I'm probobly missing something basic but I don't understand the problem with storage space on a Kindle. After you've read a book purchased from Kindle can't you delete the book  and free up space since it will be stored off line in "Your Media Library"? If so, why would you need more than the space provided on the Kindle itself?


----------



## Linda Cannon-Mott (Oct 28, 2008)

johnfreda said:


> I'm probobly missing something basic but I don't understand the problem with storage space on a Kindle. After you've read a book purchased from Kindle can't you delete the book and free up space since it will be stored off line in "Your Media Library"? If so, why would you need more than the space provided on the Kindle itself?


I don't use extra storage but I think some of the members use the SD cards to catagoize their books and some put music on their Kindles also. I'm sure you will get an answer. 

Linda


----------



## DawnOfChaos (Nov 12, 2008)

Good question.  

Not all books are purchased from Amazon, so if you don't have them on your Kindle or the storage card to begin with, you have to rely on uploading them from your computer.  Also, I use SD cards for Audiobooks, which are space pigs.


----------



## Lizzy (Nov 26, 2008)

I have tons of free books and i just want to build it to a huge libary where i dont have to move books back and fourth from my computer or from Amazon. Its alot easier to have it all in one place. Its easy to find stuff by author or title by sorting or by typing the first letter.
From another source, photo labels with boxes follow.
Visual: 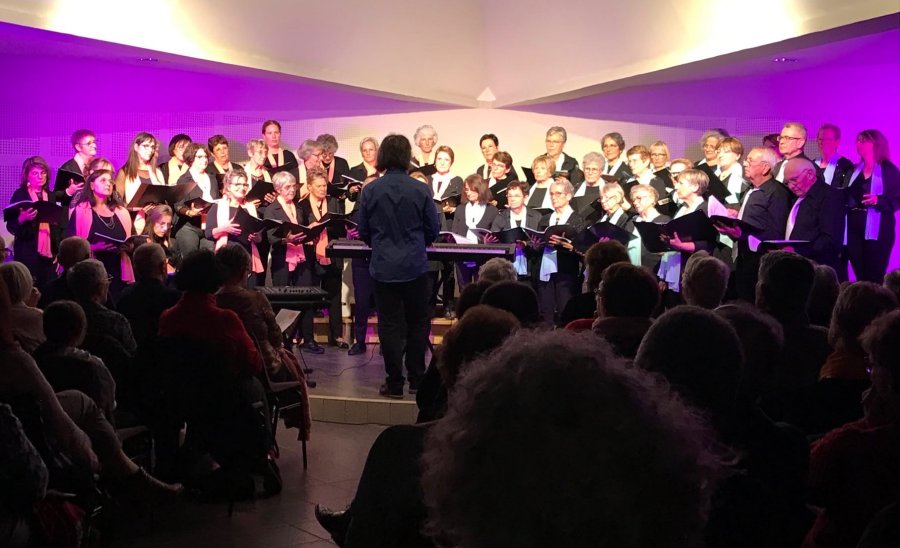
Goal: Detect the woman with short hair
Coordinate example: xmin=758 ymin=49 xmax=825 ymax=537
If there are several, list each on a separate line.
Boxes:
xmin=6 ymin=156 xmax=63 ymax=287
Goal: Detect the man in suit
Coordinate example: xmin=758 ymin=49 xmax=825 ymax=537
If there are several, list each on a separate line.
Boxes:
xmin=544 ymin=126 xmax=584 ymax=185
xmin=491 ymin=181 xmax=541 ymax=281
xmin=358 ymin=135 xmax=440 ymax=398
xmin=772 ymin=122 xmax=822 ymax=183
xmin=815 ymin=124 xmax=856 ymax=188
xmin=716 ymin=147 xmax=791 ymax=302
xmin=784 ymin=158 xmax=844 ymax=270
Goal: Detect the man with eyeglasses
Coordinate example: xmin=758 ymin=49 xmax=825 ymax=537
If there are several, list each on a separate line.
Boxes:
xmin=772 ymin=122 xmax=820 ymax=183
xmin=53 ymin=129 xmax=97 ymax=206
xmin=716 ymin=147 xmax=791 ymax=303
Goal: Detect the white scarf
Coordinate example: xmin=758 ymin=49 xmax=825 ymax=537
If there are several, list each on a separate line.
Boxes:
xmin=844 ymin=162 xmax=884 ymax=240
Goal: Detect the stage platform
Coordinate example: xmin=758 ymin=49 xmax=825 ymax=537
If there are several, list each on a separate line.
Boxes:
xmin=295 ymin=316 xmax=446 ymax=425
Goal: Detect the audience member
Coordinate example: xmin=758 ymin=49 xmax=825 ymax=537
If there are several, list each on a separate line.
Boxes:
xmin=804 ymin=310 xmax=900 ymax=548
xmin=806 ymin=264 xmax=841 ymax=329
xmin=632 ymin=306 xmax=809 ymax=547
xmin=681 ymin=251 xmax=731 ymax=310
xmin=34 ymin=301 xmax=116 ymax=422
xmin=38 ymin=236 xmax=91 ymax=309
xmin=0 ymin=261 xmax=44 ymax=354
xmin=481 ymin=282 xmax=541 ymax=327
xmin=116 ymin=243 xmax=181 ymax=347
xmin=560 ymin=240 xmax=628 ymax=329
xmin=422 ymin=331 xmax=720 ymax=548
xmin=591 ymin=263 xmax=660 ymax=359
xmin=66 ymin=259 xmax=137 ymax=358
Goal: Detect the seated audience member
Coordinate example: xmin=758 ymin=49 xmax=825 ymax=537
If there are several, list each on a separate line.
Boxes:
xmin=883 ymin=268 xmax=900 ymax=301
xmin=560 ymin=240 xmax=628 ymax=330
xmin=116 ymin=244 xmax=181 ymax=347
xmin=34 ymin=301 xmax=116 ymax=422
xmin=804 ymin=310 xmax=900 ymax=547
xmin=316 ymin=304 xmax=520 ymax=546
xmin=159 ymin=249 xmax=263 ymax=375
xmin=478 ymin=257 xmax=519 ymax=283
xmin=636 ymin=306 xmax=809 ymax=546
xmin=0 ymin=277 xmax=182 ymax=508
xmin=481 ymin=282 xmax=541 ymax=327
xmin=756 ymin=251 xmax=831 ymax=392
xmin=591 ymin=262 xmax=660 ymax=359
xmin=66 ymin=259 xmax=137 ymax=358
xmin=806 ymin=264 xmax=841 ymax=329
xmin=0 ymin=261 xmax=44 ymax=354
xmin=216 ymin=244 xmax=297 ymax=381
xmin=681 ymin=251 xmax=731 ymax=310
xmin=715 ymin=301 xmax=784 ymax=403
xmin=422 ymin=332 xmax=720 ymax=548
xmin=39 ymin=236 xmax=91 ymax=309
I really like it like this.


----------



## Guest (Dec 14, 2008)

I am the Tim the Toolman Tailor of gadgets.  If I can max them out with something, I'll get it.  

There is a slot for a SD card in the back so I'm gonna put the biggest compatible SD card in there that I can. 

It'll come in handy if I want to play MP3s.  I think playing MP3's suck up too much power.


----------



## marianneg (Nov 4, 2008)

I'm just a packrat.  I fell in love with the idea of having my entire library with me at all times.  What if I ventured out of Whispernet range?  Oh, the horrors!  

I also have taken to storing my purchased amazon books on the Kindle itself and my non-DRM books and samples (which I've heard don't have DRM)  on the SD card.  That way if my Kindle ever crashed I would have a better chance of salvaging those items.

Also, if you want to listen to audiobooks or MP3s, you will probably need an SD card, since those take up much more room than regular text books.


----------



## Avalon3 (Dec 3, 2008)

I like having all my books stay on the Kindle.  I highlight and make notes and go back and refer to the notes.  I sometimes share a passage in a book with friends.  Having the books handy and searchable for the notes impresses my friends.


----------



## Vegas_Asian (Nov 2, 2008)

johnfreda said:


> I'm probobly missing something basic but I don't understand the problem with storage space on a Kindle. After you've read a book purchased from Kindle can't you delete the book and free up space since it will be stored off line in "Your Media Library"? If so, why would you need more than the space provided on the Kindle itself?


With there being so many free books (especially the classics), I can use memory in a snap. I also have over two hundrend song on my Kindle, which I use when I am drown out any loud movie/music/game my bro may be playing and when he has borrowed my zune. I also store my college notes/studyguides, my stories, and my friends' story that I edit


----------



## Essensia (Nov 3, 2008)

The Kindle memory is more than sufficient for my books (so far), but I keep my audio Spanish lessons in mp3 format on an SD card.  They don't all fit in Kindle memory.  When I don't feel like reading, I can listen to my Spanish lessons.


----------



## SophieD (Dec 16, 2008)

Vampyre said:


> I am the Tim the Toolman Tailor of gadgets. If I can max them out with something, I'll get it.
> 
> There is a slot for a SD card in the back so I'm gonna put the biggest compatible SD card in there that I can.
> 
> It'll come in handy if I want to play MP3s. I think playing MP3's suck up too much power.


I use the SD card also. They come in very handy for the amount of books that I've downloaded.


----------